The Class


The Class
Rating: M
Running time: 130 mins

Francois and his fellow teachers prepare for a new year at a high school in a tough neighborhood. Armed with the best intentions, they brace themselves to not let discouragement stop them from trying to give the best education to their students.

Cultures and attitudes often clash in the classroom, a microcosm of contemporary France. As amusing and inspiring as the teenaged students can be, their difficult behavior can still jeapordize any teacher's enthusiasm for the low-paying job.

Francois insists on an atmosphere of respect and diligence. Neither stuffy nor severe, his extravagant frankness often takes the students by surprise. But his classroom ethics are put to the test when his students begin to challenge his methods...

The Class

An Interview with Laurent Cantet and Francois Begaudeau

by Philippe Mangeot
In the Beginning
Laurent Cantet. Just before making Vers le sud (Heading South), I came up with the idea of doing a film about life in a junior high school. Very quickly, the project defined itself to never leave the establishment's enclosure. At the time, more and more people were speaking about making a "sanctuary" of schools. I wanted to show the opposite : a sounding board, a microcosm of the world, where issues of equality or inequality - in regards to opportunity, work and power, cultural and social integration and exclusion - play out concretely. Of note, I had developed a scene about disciplinary counseling, which I saw as a kind of junior high "black box". At the time of Heading South?s release, I met Francois who was presenting his new book, Entre les murs (Between the Walls) at that time. Hisdiscourse was a counterattack to the indictment on today's schools : for once, a professor was not writing in order to get back at adolescents presented as savages or idiots. I read the book, and I immediately had the feeling that it would add to my initial project in two ways : first, material, the documentary support it needed, and which I set off to create myself by going to spend some time in a junior high school. Secondly, I was inspired by the character of Francois, by his direct relationship with his students. He summarized and incarnated the different aspects of teachers that I had first imagined.

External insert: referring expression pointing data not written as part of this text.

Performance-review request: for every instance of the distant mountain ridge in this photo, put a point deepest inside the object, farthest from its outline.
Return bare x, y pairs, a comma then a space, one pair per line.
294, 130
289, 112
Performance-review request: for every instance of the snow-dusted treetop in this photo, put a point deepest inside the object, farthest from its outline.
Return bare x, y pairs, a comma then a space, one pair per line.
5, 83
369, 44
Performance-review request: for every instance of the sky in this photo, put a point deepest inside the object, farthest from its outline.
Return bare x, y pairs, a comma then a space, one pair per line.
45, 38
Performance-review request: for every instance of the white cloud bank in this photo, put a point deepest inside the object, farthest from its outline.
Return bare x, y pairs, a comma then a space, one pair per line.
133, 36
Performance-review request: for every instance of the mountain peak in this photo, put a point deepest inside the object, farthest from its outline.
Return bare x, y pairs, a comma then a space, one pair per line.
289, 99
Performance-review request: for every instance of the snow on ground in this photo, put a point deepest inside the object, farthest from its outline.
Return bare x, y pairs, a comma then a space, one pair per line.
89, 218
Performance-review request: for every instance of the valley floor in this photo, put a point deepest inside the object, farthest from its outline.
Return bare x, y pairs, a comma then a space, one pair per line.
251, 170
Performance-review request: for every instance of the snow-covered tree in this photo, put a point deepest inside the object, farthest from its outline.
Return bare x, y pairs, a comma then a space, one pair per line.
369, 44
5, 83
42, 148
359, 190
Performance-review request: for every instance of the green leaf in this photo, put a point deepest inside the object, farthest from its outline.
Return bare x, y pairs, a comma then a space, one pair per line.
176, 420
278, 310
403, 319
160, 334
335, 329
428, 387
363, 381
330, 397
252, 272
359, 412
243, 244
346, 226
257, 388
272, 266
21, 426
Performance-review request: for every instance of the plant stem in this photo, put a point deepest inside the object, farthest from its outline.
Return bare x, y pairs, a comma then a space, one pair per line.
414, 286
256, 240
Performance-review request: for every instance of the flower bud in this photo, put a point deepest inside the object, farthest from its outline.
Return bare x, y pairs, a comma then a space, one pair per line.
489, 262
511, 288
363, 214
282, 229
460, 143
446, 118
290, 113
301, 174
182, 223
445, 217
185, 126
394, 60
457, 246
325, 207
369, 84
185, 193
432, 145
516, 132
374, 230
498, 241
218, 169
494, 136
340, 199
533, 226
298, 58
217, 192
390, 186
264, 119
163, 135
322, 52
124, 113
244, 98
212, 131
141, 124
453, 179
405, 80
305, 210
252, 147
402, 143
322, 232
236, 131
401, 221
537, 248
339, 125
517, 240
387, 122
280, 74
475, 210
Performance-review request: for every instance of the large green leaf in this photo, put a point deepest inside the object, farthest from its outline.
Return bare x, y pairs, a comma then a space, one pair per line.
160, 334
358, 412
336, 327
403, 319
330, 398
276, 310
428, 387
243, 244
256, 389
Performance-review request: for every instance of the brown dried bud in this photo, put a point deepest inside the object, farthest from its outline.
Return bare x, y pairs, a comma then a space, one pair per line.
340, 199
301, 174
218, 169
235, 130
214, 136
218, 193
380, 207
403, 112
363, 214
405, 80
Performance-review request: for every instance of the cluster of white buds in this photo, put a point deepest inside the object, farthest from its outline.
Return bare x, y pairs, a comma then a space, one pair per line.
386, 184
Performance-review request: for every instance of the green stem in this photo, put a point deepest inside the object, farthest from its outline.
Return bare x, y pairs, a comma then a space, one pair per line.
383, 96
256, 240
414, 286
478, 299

Francois Begaudeau. The aim of my book was to document one school year, sticking close to daily experiences. So there was no clear narrative line, no fictional plot centered around any one particular event. There were disciplinary meetings, but they were mostly events among many which followed their course. With this material, Laurent and his co-screenwriter Robin Campillo extracted the storyline that they were interested in. My book was the result of situations Laurent and Robin chose some of these to mold into fictional form. They did not choose "characters" in the strict sense of the term they constructed them, sometimes by grafting together several kids from the book.

Laurent Cantet. We did not want our narrative thread to be obvious immediately. We wanted the characters to develop progressively without really seeing them coming. The film is firstly a story of life in a classroom, the life of a classroom : a community of 25 people who did not choose one another, but who have been called upon to be together and work together between four walls for an entire year. Souleymane is first seen as merely another student of this classroom, equal to the others. After an hour of chronicle, a story takes shape and he is the center of it. Only in retrospect do we realize that everything was already in place before.

Francois Begaudeau. During the writing of the script, I intervened mostly as a fact checker. Some episodes might have worked fine in the narrative sense, but they seemed improbable to me in the real world of the school system. So I suggested adjustments.

Laurent Cantet. We wrote an initial summary, a backbone of the film, destined to be irrigated and modified throughout the year of preparation according to a plan I had already tried out in Ressources humaines (Human Resources). The idea was to use an existing school and during the filmmaking process, to integrate all the players of academic life. The first door that we knocked on was that of the Francoise Dolto Junior High in Paris' 20th arrondissement. It was the right one (we would have filmed there, if the school wasn?t undergoing construction). All the adolescents in the film are students at Dolto all the teachers teach there, including Julie Athenol is the counselor and Mr. Simonet is the assistant principal. With the exception of Souleymane?s mother, whose role is the most fabricated, the parents in the film are those of the students in real life.